JHauge's blog

Philosophy major turned web developer

11 May 2011

Team Development Starter

Do you work in a team delivering Websites based on Umbraco 4.7? Did you ever have to update code and the Umbraco setup, after a site went live? Then you’ve probably struggled a bit trying to synchronize development environments, between developers, test environments and production environments. If you haven’t, this post isn’t for you.

Recently I gave a talk at DUUG, about the setup we’re currently using at Twins, while working on one of our larger projects (which in our case is a project involving a frontend developer, an Umbraco developer and two ASP.NET/backend developers). We saw the release of Courier 2 as an opportunity for updating our Visual Studio project setup, and start using Courier to alleviate some of the pains we were experiencing, when developing in teams and repeatedly deploying the site to test-servers.

In this post, I’ll start out by outlining some of the problems we were experiencing before, and in later posts I’ll follow up on these problems and try to explain, what we did to solve these problems.

The source of the problems

Most of the problems working with Umbraco in teams, stems from the fact that most central entities in an Umbraco project only exists in the Umbraco database.
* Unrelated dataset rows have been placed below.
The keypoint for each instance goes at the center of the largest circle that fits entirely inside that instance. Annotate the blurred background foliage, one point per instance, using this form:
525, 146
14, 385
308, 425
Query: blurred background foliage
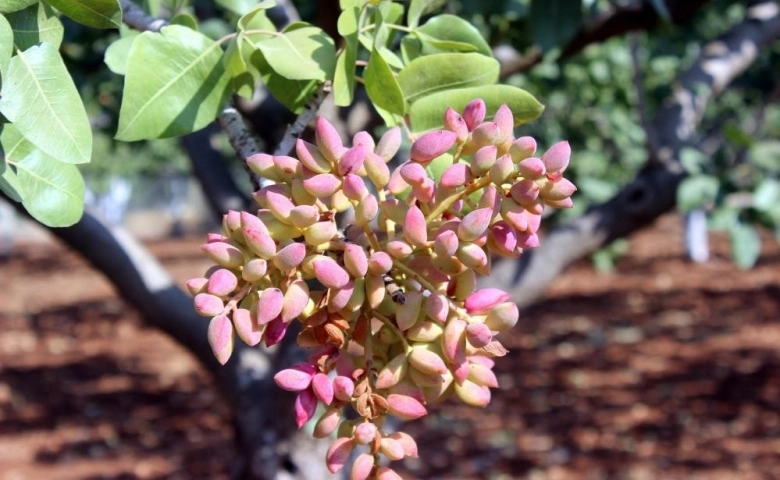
592, 98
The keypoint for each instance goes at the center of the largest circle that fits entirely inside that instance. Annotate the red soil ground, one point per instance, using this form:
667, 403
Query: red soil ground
662, 369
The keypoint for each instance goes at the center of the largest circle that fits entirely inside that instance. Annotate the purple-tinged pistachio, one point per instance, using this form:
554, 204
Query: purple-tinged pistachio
391, 449
320, 232
224, 254
296, 298
322, 185
472, 394
380, 263
456, 175
362, 467
455, 123
531, 168
522, 148
431, 145
407, 313
290, 256
269, 305
208, 305
196, 285
248, 330
485, 299
323, 388
330, 273
338, 454
328, 140
327, 423
483, 159
389, 144
222, 282
377, 170
220, 337
287, 167
366, 210
474, 224
474, 113
311, 157
263, 165
405, 406
556, 159
354, 187
478, 334
365, 433
352, 160
304, 216
415, 228
305, 407
355, 260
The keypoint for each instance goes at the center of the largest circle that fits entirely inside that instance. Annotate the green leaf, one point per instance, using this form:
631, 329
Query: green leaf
241, 7
381, 85
449, 30
446, 71
186, 92
92, 13
117, 53
554, 22
427, 112
8, 6
745, 245
301, 52
39, 97
697, 191
6, 46
344, 76
35, 24
418, 8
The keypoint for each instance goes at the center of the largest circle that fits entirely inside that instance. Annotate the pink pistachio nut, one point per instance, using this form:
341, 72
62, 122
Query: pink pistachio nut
362, 467
365, 433
343, 388
296, 378
456, 175
389, 144
290, 256
220, 337
207, 305
431, 145
246, 328
455, 123
330, 273
405, 406
305, 407
269, 305
478, 334
323, 388
352, 160
415, 228
556, 159
474, 113
222, 282
328, 140
485, 299
522, 148
338, 454
224, 254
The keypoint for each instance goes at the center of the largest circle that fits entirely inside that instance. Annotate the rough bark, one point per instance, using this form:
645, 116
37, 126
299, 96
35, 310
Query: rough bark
653, 191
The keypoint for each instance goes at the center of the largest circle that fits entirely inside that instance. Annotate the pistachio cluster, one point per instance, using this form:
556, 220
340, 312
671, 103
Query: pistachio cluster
395, 321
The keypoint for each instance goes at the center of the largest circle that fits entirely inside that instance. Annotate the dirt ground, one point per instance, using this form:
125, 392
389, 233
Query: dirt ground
662, 369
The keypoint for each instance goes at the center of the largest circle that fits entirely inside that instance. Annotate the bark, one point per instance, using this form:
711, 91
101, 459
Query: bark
653, 191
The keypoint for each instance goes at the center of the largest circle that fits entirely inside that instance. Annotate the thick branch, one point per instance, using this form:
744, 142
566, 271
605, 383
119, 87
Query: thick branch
653, 192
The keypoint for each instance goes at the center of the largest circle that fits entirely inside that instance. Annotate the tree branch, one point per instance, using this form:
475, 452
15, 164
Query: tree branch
653, 191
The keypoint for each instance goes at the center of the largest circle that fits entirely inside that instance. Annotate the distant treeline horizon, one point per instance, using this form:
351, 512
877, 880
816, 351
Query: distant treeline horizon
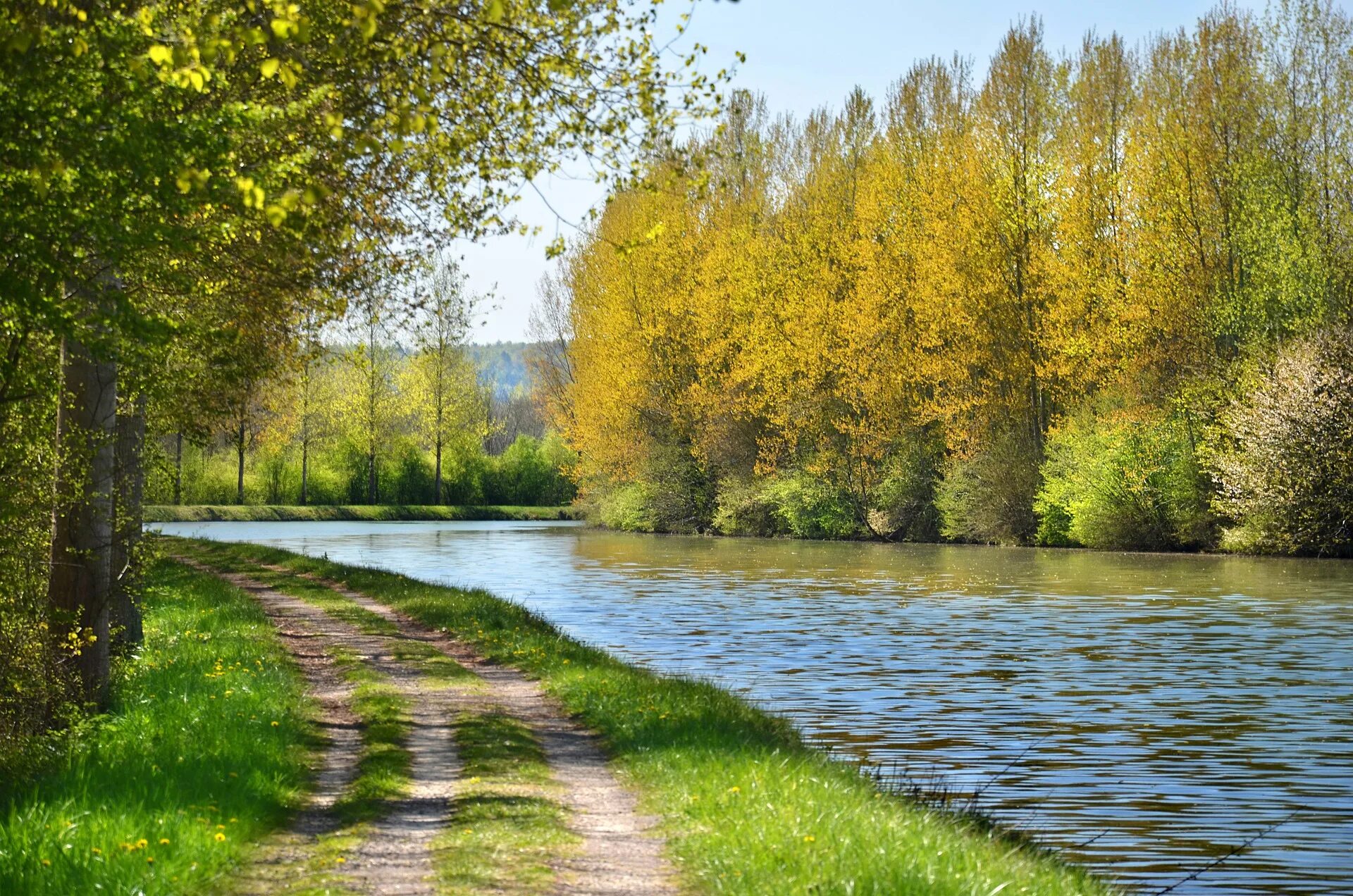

This means that to maintain a consistent development environment, developers either have to share the main Umbraco database, or they have to implement some kind of elaborate datbase setup, or perhaps use a third party package enabling coding your doctypes as classes.

The entities that recides in the Umbraco Database are:

  • Document Types
  • Media types
  • Templates
  • Macros
  • Dictionary items
  • Languages
  • Datatypes
  • Access rights
  • Users
  • Members
  • Content
  • Media

Of these Content and Media is special cases since it would perhaps be an odd CMS if it didn’t keep it’s content in some kind of database in order to make it possible to make it updatable and versionable. Templates (ASP.NET masterpages) is technically just kept as a record indicating that the template exist, the code itself lives in the filesystem, at least since Umbraco v4. Access rights isn’t actually kept in the database, but they’re based on the database record id’s, so there is a dependency on database data.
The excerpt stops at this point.